Wie gelange ich zu dem Modell? Inwiefern vereinfacht es das Original? Welche Fragen an das Original legt es nahe? Inwieweit werden meine Fragen nun vom Modell bestimmt? Für Adès’ Stück wirkt Brahms’ 4. Symphonie wie ein Filter. Doch es gibt einen weiteren Filter, den das klangliche Material des Stücks passieren muss: den Text, der zu singen ist, und das Wissen um dessen Herkunft. Adès hat sein Stück Alfred Brendel zum 70. Geburtstag gewidmet; Brahms für Bariton solo und Orchester basiert auf einem Gedicht Brendels:
Wenn nachts das Gespenst erscheint
und sich ums Klavier herumtreibt
dann wissen wir
Brahms ist gekommen
Das wäre nicht weiter schlimm
wenn nicht dieser Zigarrengeruch
das Musikzimmer tagelang verpesten würde
schlimmer noch
ist allerdings sein Klavierspiel
Dieses Gewühl durch Akkorde und Doppeloktaven
weckt sogar die Kinder aus ihrem Tiefschlaf
Schon wieder Brahms
heulen sie
und halten sich die Ohren zu
Verstimmt und rauchend
steht der Flügel da
wenn Brahms sich erhebt
Brahms
sagt er mehrmals
mit klagender Tenorstimme
bevor er verschwindet[3]
Nun, die Orchesterbesetzung enthält kein Klavier. Das Orchester ist im Sinne Brahms’ normal besetzt, es gleicht dem seiner 4. Symphonie. Über gewisse Erweiterungen des klassischen Standardorchesters, wie sie auch schon beim späteren Beethoven vorkommen – das zweite Hornpaar, das Posaunentrio, das Kontrafagott, Piccoloflöte und Triangel –, geht Adès lediglich mit der Erweiterung der Schlagwerks um einen Amboss und metallene Backtröge hinaus. Doch ist charakteristisch und nicht mehr neutral – denn Adès verschärft hier gewisse Züge der Instrumentenverwendung Brahms’ –, dass der Einsatz der Nebeninstrumente multipliziert wird und diese schließlich ihre Hauptinstrumente verdrängen. Statt des einen Kontrafagotts, das sich den zwei üblichen Fagotten hinzugesellt, haben wir am Ende drei Kontrafagotte, aber kein normales Fagott mehr, statt der einen Piccoloflöte, die neben die große tritt, hören wir am Ende zweimal Piccolo und keine große Flöte mehr. Und so, in dieser Polarisierung des Klangs, endet das Stück. Das Auseinanderdriften der Register am Schluss, die Präferenz des unsaubereren Tons der Nebeninstrumente bildet natürlich ab, wie verstimmt das Klavier nach dem Tastengewühl ist. Auch der Umgang mit den Instrumenten ist anders als bei Brahms, besonders an das Blech werden viel höhere spieltechnische Anforderungen gestellt. Es wird in der Tiefe über das hinaus gefordert, was ihm naturgemäß leicht fällt. Überhaupt sind die tiefen Regionen extrem hervorgekehrt. Und natürlich schreibt Adès für die Hörner nicht mehr wie Brahms: als seien sie eigentlich Naturinstrumente. War es nicht, als wollte Brahms das Orchester klingen lassen wie ein Klaviertrio, das in einem Etablissement in der Großen Freiheit Nummer Soundso aufspielt, mit zu viel Tiefe, mit zu viel Höhe, schrill und dumpf in einem, mit ausgesparter Mitte und ohne verschmelzenden Klang? Und so hat Adès den Kneipenklaviertrioklang von Brahms’ Orchester genutzt, um dem Klavierspieler Brendel zu huldigen.
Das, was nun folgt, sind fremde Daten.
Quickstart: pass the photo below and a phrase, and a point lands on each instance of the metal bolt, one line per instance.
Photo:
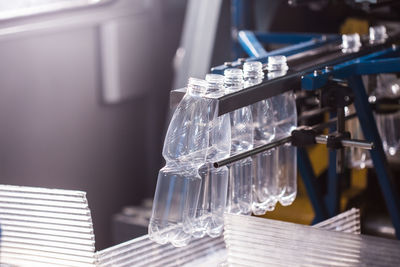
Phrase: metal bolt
(317, 72)
(228, 64)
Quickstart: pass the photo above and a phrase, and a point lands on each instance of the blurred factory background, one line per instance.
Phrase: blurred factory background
(84, 88)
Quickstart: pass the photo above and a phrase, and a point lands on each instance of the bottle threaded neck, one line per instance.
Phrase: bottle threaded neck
(233, 79)
(277, 63)
(351, 43)
(215, 83)
(253, 70)
(196, 86)
(377, 34)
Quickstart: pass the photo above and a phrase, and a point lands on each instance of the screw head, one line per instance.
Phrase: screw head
(317, 72)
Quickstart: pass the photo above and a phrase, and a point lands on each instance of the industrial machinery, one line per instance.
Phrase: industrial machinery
(332, 78)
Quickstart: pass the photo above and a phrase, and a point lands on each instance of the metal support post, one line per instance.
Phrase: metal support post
(332, 198)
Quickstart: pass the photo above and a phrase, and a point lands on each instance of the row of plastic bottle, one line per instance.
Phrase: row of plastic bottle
(388, 87)
(191, 195)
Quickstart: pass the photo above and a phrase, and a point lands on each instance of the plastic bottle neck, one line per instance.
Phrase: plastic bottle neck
(277, 66)
(233, 80)
(215, 85)
(196, 87)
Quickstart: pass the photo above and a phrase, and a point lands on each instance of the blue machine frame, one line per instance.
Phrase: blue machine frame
(385, 61)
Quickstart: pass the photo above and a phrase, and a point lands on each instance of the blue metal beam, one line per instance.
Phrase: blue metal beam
(285, 51)
(369, 64)
(291, 38)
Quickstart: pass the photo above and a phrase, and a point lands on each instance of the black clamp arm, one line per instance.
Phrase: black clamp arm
(303, 137)
(334, 141)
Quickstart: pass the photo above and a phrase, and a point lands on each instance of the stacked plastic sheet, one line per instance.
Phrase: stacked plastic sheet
(142, 251)
(45, 227)
(252, 241)
(346, 222)
(200, 252)
(50, 227)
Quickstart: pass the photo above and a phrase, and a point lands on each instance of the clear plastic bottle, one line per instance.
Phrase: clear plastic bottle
(178, 184)
(264, 164)
(357, 158)
(214, 181)
(242, 135)
(285, 117)
(388, 124)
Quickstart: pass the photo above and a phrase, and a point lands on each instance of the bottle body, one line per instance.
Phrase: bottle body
(179, 183)
(242, 136)
(240, 196)
(175, 201)
(265, 163)
(214, 181)
(357, 158)
(388, 86)
(286, 121)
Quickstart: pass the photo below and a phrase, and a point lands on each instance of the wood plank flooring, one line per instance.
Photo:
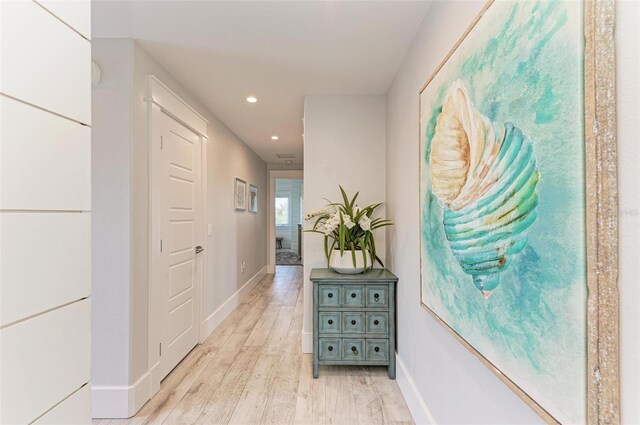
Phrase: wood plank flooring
(251, 371)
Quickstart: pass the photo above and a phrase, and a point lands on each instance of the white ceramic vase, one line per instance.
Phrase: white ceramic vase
(344, 263)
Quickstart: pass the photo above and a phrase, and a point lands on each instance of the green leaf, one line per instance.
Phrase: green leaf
(364, 252)
(326, 247)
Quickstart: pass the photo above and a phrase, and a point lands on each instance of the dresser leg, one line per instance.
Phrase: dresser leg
(392, 368)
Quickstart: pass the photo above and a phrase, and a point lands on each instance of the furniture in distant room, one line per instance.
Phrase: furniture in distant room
(354, 319)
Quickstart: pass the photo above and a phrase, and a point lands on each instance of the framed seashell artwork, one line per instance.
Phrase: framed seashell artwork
(518, 202)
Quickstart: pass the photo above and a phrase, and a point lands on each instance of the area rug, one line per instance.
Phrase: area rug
(287, 258)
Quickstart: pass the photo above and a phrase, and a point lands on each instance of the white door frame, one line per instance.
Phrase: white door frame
(161, 100)
(271, 244)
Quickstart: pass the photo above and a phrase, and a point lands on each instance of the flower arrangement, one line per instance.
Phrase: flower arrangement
(347, 226)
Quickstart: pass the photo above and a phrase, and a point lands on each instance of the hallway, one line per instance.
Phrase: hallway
(251, 370)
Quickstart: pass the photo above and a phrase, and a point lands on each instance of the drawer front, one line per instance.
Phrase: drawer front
(377, 296)
(353, 323)
(329, 349)
(377, 349)
(353, 296)
(353, 349)
(378, 323)
(329, 322)
(329, 296)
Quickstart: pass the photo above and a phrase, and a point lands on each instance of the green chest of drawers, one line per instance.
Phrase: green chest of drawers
(354, 319)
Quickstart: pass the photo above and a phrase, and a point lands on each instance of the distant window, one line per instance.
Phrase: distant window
(282, 211)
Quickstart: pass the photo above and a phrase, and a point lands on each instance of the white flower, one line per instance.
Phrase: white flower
(348, 222)
(328, 229)
(365, 223)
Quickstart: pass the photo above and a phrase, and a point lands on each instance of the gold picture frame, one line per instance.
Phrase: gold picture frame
(602, 330)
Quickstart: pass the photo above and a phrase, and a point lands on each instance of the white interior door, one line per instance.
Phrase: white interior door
(180, 222)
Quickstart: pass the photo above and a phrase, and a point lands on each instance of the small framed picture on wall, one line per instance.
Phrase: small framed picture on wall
(240, 190)
(253, 198)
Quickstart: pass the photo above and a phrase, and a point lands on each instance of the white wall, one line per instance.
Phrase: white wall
(344, 144)
(120, 235)
(628, 109)
(111, 227)
(45, 212)
(442, 381)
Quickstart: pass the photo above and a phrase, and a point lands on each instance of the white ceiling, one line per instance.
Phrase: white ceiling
(224, 51)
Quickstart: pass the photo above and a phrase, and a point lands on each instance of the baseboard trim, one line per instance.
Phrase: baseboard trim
(307, 342)
(418, 408)
(120, 402)
(213, 321)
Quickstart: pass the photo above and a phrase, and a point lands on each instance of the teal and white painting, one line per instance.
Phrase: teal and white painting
(502, 198)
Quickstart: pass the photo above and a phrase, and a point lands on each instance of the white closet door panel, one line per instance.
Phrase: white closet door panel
(44, 360)
(44, 62)
(45, 160)
(46, 262)
(75, 13)
(75, 410)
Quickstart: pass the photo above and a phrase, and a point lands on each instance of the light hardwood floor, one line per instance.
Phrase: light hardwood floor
(251, 371)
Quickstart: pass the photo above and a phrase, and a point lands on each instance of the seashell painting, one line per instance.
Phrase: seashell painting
(484, 174)
(502, 199)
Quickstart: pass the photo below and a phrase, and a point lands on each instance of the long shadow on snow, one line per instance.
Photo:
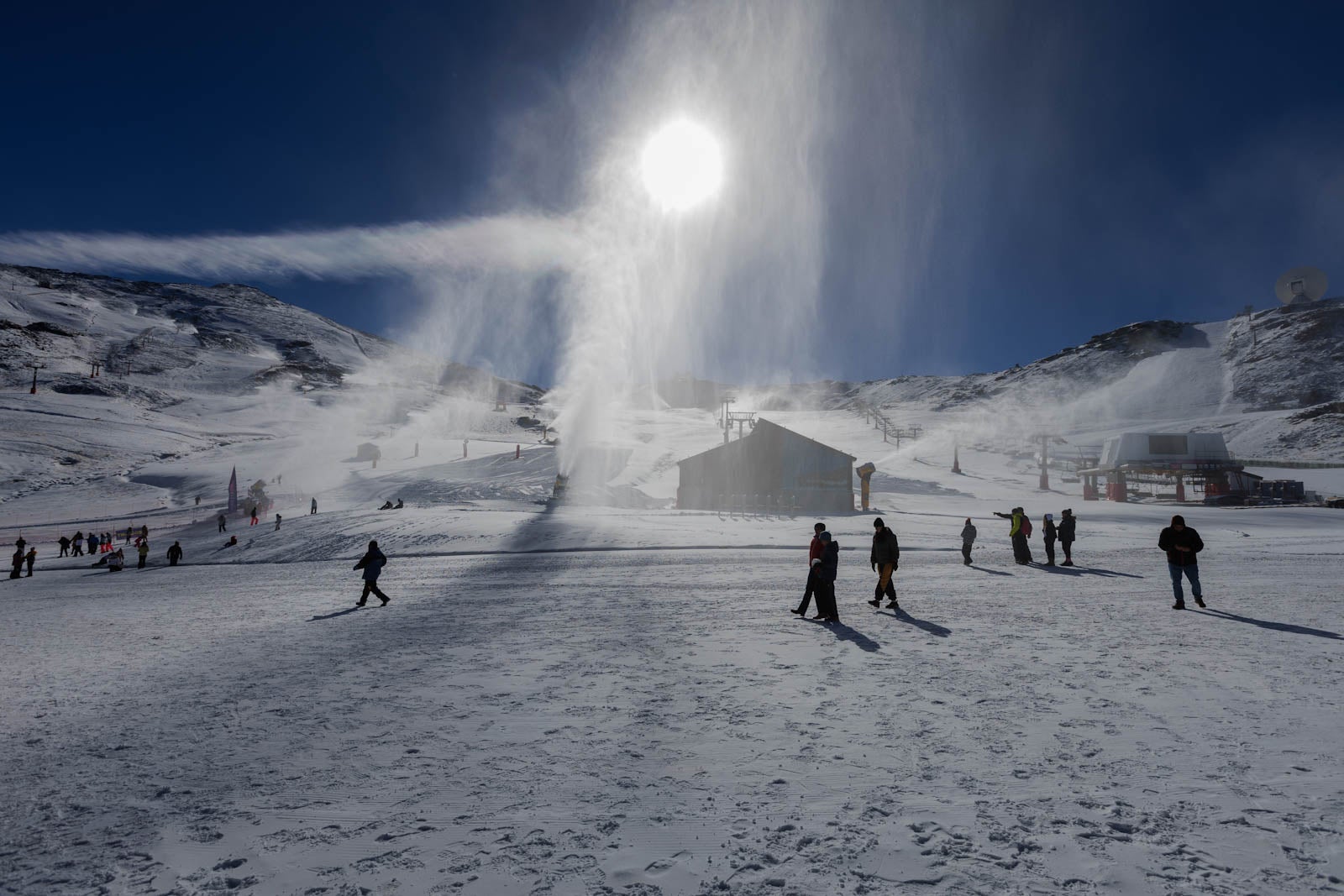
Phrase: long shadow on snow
(1105, 574)
(932, 627)
(1273, 626)
(339, 613)
(844, 633)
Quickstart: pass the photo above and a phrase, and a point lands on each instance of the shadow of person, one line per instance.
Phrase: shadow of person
(844, 633)
(932, 627)
(1273, 626)
(339, 613)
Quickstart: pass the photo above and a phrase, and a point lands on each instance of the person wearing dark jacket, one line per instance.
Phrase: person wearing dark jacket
(1050, 533)
(371, 563)
(827, 571)
(1182, 546)
(885, 560)
(813, 559)
(968, 540)
(1066, 537)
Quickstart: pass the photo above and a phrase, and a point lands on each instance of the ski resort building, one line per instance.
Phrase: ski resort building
(769, 469)
(1200, 459)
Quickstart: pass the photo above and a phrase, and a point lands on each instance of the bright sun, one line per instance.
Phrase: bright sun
(682, 165)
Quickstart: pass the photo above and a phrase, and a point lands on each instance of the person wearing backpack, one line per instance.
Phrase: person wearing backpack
(1019, 532)
(1066, 537)
(1048, 537)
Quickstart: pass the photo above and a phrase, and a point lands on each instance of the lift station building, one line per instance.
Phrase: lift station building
(768, 469)
(1179, 458)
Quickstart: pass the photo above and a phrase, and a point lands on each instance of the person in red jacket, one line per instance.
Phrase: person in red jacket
(813, 559)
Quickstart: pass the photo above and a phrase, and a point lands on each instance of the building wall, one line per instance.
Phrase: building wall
(1163, 448)
(773, 468)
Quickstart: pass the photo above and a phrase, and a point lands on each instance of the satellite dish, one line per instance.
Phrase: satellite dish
(1301, 285)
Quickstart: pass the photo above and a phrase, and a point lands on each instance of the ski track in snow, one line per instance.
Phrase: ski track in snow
(658, 723)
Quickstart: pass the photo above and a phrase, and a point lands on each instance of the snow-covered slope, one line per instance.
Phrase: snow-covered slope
(190, 369)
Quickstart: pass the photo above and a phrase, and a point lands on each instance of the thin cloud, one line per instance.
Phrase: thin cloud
(510, 242)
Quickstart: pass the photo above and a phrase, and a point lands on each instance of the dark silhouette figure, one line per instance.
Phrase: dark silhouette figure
(813, 559)
(1066, 537)
(885, 560)
(1182, 546)
(827, 571)
(373, 564)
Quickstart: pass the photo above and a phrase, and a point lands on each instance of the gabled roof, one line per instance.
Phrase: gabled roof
(769, 426)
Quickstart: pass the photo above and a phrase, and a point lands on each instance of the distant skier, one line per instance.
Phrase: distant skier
(1182, 546)
(371, 563)
(827, 573)
(1066, 537)
(968, 540)
(1018, 532)
(1048, 533)
(813, 559)
(885, 559)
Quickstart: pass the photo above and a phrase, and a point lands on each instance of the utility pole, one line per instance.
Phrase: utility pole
(1046, 438)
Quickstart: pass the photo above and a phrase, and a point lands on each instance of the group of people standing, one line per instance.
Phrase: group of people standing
(1178, 540)
(1021, 530)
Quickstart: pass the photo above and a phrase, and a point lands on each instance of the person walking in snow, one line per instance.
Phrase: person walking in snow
(1182, 546)
(1066, 537)
(885, 560)
(371, 563)
(828, 570)
(813, 559)
(968, 540)
(1018, 532)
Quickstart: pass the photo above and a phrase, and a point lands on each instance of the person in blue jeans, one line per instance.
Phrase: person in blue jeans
(1182, 546)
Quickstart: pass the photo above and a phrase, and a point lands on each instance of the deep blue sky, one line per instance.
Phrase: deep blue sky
(1090, 164)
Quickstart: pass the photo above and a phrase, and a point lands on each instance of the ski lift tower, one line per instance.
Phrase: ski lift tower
(1046, 439)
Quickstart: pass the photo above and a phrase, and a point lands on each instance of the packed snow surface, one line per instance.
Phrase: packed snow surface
(611, 694)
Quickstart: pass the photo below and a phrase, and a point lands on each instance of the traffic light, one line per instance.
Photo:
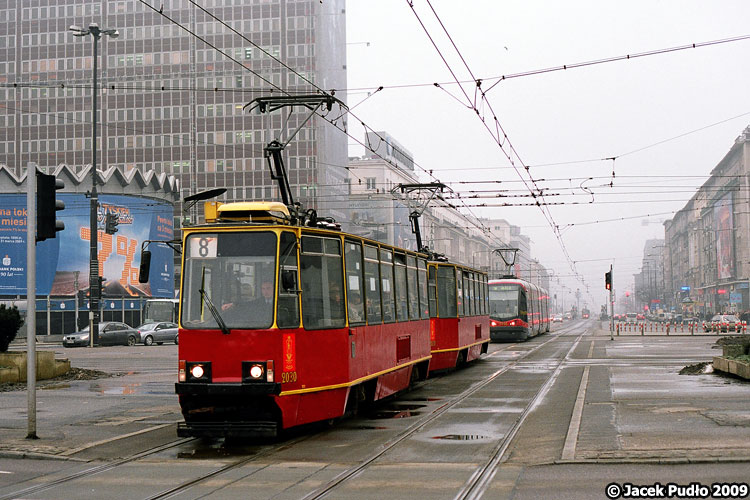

Beispiel 1: Thomas Adès, Brahms, T. 1–8
Ein Gespinst von Dezimenparallelen, mit instrumentalen Resten primär von den Holzbläsern gespielt. Streicher färben bloß einzelne kürzere Abschnitte der Terzenketten und heben durch Flageoletts oder liegenbleibende Töne Einzelheiten der Terzenkette heraus, z.B. die Anfangstöne der Ketten h3 und a3 (je zu Beginn der Takte 1 und 2).
Die eine, höher gelegene Terzenkette besteht, wie das Modell schon verriet, zunächst ausschließlich aus Tönen der C-Dur-Skala, die andere aus Tönen, die zu den C-Dur-Tönen immer eine Dezime bilden und die zuerst dem Vorrat von A-Dur, dann dem von Es-Dur zugerechnet werden können. Derjenige Vorrat, welcher den der drei Tonvorräte symmetrisch ergänzte und nach dessen Vorhandensein mich das Modell fragen lässt (das insofern eine erkenntnisleitende Aufgabe übernimmt), der Fis-Dur-Vorrat, fehlt hier noch. Fast ist es, als würde Brahms nur bearbeitet, als arbeitete sich Adès an ihm als Modell ab.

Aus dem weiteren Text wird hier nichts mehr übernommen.